Hackers Leverage Compromised Fortinet Devices to Distribute Ransomware

Threat actors have exploited Fortinet Virtual Private Network (VPN) devices to try and infect a Canadian-based college and a global investment firm with ransomware.

The findings come from eSentire’s Threat Response Unit (TRU), which reportedly stopped the attacks and shared information about them with Infosecurity ahead of publication.

eSentire said the threat actors tried to exploit a critical Fortinet vulnerability (tracked CVE-2022-40684) discovered by the company in October 2022.

“Fortinet described the security weakness as an authentication bypass vulnerability. If successfully exploited, an unauthenticated attacker could gain access to a vulnerable Fortinet device.”

In the advisory, Fortinet said they had seen only one incident where the vulnerability was being actively exploited, but a few days later, a functional proof-of-concept (POC) exploit code was publicly released.

“TRU first saw a slew of threat actors scanning the internet for vulnerable Fortinet devices,” eSentire wrote.

Conducting dark web hunts, TRU then said it observed hackers buying and selling compromised Fortinet devices in the underground markets, indicating widespread exploitation.

“Hacker sales ranged from individual organizations to bulk sales, with numerous buyers showing interest,” eSentire explained.

Once they noticed this activity, the team said it tracked down the technical details of the exploit and created log-based detections for Fortinet devices.

“Conducting threat hunts, TRU swept historical logs from the Fortinet devices looking for indicators of compromise,” reads the company’s report. “TRU identified several customers whose devices showed signs of recent threat activity.”

Among that activity were the two aforementioned cyber-intrusions, eSentire said.

“In both cases, once the hackers got a foothold into the targets’ IT environments via the Fortinet VPNs, the threat actors used Microsoft’s remote desktop protocol (RDP) service by abusing trusted Windows processes (also referred to as LOLBINs or living-off-the-land binaries) to achieve lateral movement.”

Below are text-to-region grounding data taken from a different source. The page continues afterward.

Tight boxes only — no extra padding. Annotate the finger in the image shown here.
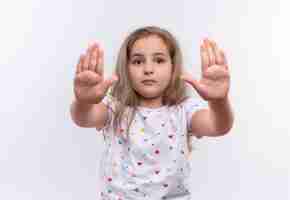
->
[180,74,204,94]
[100,75,118,92]
[180,73,196,87]
[75,71,102,86]
[98,46,104,77]
[180,73,193,84]
[220,49,229,70]
[89,43,98,71]
[204,38,215,67]
[83,43,93,71]
[210,40,223,65]
[200,43,209,74]
[76,54,85,75]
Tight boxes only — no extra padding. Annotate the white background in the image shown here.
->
[0,0,289,199]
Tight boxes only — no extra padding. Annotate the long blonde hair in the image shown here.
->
[110,26,195,153]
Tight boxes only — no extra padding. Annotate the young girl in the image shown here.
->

“The hackers also abused the legitimate encryption utilities, BestCrypt and BitLocker, which were originally intended to secure data – not hold it hostage,” eSentire continued.

According to the advisory, the use of a remote exploit, LOLBINs and legitimate encryption combined with no leak site make attribution difficult.

“However, the ransom note did follow the format of a ransomware observed in early 2022 known as KalajaTomorr,” warned eSentire, “an operation which has been observed deploying BestCrypt via RDP lateral movement.”

Commenting on the exploit is Keegan Keplinger, research and reporting lead for eSentire’s TRU research team. 

“Like any security technology, it is possible to misconfigure an SSL VPN, which can leave [organizations] susceptible to attacks,” said Keplinger.

“VPNs are Internet-facing, so they are easier for hackers to target. What makes them so valuable to threat actors is that VPN devices are often integrated with organization-wide authentication protocols, so access to a VPN device means access to the organization’s credentials.”

The TRU advisory comes a couple of months after the Bahamut spyware group was spotted compromising Android devices via fake VPN apps.